Parallèlement, la saison fera la part belle aux « nouvelles scènes » du monde arabe. Littérature, poésie, musique, cinéma, design et mode seront réunis dans une programmation foisonnante.

Une semaine dédiée à la langue arabe, en décembre, mettra à l’honneur auteurs, traducteurs et éditeurs, tandis que le Prix de la littérature arabe gagnera en visibilité, notamment auprès des lycéens.

La poésie occupera une place centrale, avec des rencontres régulières et un événement inédit, « Poésie sous les étoiles », parrainé par le grand poète Adonis, qui mettra en lumière une nouvelle génération de poétesses.

Côté musique, l’IMA poursuivra son exploration des traditions arabo-andalouses sous la houlette de l’ancien ambassadeur François Gouyette, tout en lançant un nouveau festival, « Arab Touch », consacré aux expressions contemporaines, du rap à l’électro.

Le cinéma constituera également un pilier de cette saison, avec des avant-premières régulières et de nouveaux partenariats, notamment autour de l’adaptation d’œuvres littéraires.
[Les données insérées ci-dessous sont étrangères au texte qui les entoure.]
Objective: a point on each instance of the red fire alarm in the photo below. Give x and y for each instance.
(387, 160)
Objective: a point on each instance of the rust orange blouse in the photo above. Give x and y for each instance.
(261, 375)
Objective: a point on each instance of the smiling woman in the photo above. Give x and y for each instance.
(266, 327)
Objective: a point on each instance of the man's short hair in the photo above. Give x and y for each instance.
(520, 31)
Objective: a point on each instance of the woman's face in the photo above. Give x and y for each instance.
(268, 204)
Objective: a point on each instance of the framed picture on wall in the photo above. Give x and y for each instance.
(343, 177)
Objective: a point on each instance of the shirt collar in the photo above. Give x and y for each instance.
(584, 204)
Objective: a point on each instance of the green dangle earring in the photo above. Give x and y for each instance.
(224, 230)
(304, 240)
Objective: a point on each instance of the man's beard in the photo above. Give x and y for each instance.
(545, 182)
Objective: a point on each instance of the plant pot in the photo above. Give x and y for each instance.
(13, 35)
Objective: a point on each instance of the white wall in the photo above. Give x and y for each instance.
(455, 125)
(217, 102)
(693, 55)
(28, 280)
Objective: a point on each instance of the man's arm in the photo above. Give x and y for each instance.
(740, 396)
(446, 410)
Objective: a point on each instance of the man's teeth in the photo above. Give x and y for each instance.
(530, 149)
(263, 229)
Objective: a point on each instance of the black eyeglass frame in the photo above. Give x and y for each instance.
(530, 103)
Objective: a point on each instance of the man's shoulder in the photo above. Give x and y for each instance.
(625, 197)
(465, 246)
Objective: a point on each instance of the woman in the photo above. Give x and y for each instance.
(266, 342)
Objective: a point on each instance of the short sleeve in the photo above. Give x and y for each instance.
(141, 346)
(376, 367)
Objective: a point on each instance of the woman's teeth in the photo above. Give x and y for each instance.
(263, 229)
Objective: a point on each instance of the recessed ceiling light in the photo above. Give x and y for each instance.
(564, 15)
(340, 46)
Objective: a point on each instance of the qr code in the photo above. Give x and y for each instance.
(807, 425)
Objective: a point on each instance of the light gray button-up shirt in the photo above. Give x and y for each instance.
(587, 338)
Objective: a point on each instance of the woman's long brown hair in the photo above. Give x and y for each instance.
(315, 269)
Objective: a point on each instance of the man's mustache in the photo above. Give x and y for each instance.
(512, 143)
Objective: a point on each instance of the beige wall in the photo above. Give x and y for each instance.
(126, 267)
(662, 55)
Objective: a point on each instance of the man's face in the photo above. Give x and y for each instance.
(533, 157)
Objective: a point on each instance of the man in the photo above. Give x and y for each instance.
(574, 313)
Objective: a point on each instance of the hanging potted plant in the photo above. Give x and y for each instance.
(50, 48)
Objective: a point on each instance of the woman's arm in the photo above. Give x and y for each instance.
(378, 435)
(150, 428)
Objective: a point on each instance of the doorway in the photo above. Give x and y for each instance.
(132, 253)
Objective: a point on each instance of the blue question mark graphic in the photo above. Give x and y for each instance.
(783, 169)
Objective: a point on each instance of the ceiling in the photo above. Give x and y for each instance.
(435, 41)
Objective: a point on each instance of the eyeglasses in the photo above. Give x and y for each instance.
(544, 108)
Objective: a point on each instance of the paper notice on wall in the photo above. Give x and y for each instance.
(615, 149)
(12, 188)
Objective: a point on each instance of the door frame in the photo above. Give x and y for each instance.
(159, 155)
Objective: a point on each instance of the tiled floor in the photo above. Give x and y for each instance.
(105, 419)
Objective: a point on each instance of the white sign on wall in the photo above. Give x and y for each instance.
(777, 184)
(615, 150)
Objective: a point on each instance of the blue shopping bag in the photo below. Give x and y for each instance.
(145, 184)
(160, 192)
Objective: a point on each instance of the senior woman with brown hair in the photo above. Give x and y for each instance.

Le spectacle vivant ne sera pas en reste, avec le retour du festival « L’IMA fait son festival » et une programmation mêlant théâtre, danse et humour.

Les figures marquantes seront également à l’honneur avec l’inauguration de la bibliothèque Leila Shahid, ancienne ambassadrice de la Palestine, ainsi qu’une soirée dédiée au musicien Ziad Rahbani, avec la participation de Toufic Farroukh, son ami de longue date et musicien lui aussi.

Dans le domaine des industries créatives, l’IMA renforcera sa présence lors des grands rendez-vous parisiens. Prix du design, prix de la mode et lancement d’un prix d’art contemporain du monde arabe témoigneront de cette volonté de soutenir les talents émergents et de créer des passerelles professionnelles.

La langue arabe

Troisième pilier de la saison, la « Fabrique des savoirs » proposera un éclairage sur les grandes questions historiques et contemporaines. Les Journées de l’histoire seront consacrées aux sciences arabes, tandis que des débats aborderont les enjeux géopolitiques et sociétaux actuels.

Mais c’est l’attention portée à la jeunesse qui constitue la véritable nouveauté de cette saison. Pour la première fois, une exposition entièrement dédiée aux enfants permettra de découvrir le monde arabe de manière ludique et pédagogique.

Des projets participatifs, notamment avec le dramaturge et ancien directeur du Théâtre de la Colline, Wajdi Mouawad, offriront aux jeunes un espace d’expression et de réflexion.

Cette ouverture se veut également sociale et territoriale. L’IMA multipliera les actions en direction des publics éloignés, notamment à travers des programmes d’art-thérapie ou des dispositifs adaptés aux personnes en situation de handicap.

Enfin, la question de la langue arabe occupe une place stratégique dans cette programmation. L’IMA ambitionne de contribuer à son enseignement à l’échelle nationale en proposant des formations certifiées et en accompagnant les bibliothèques dans le développement de fonds en langue arabe.

Plus que jamais, affirme Anne-Claire Legendre, l’Institut entend être « ce lieu singulier où les récits se croisent sans se confondre » et où la culture « fait ce qu’elle sait faire le mieux : maintenir vivant ce qui nous relie », en dépit des vents contraires.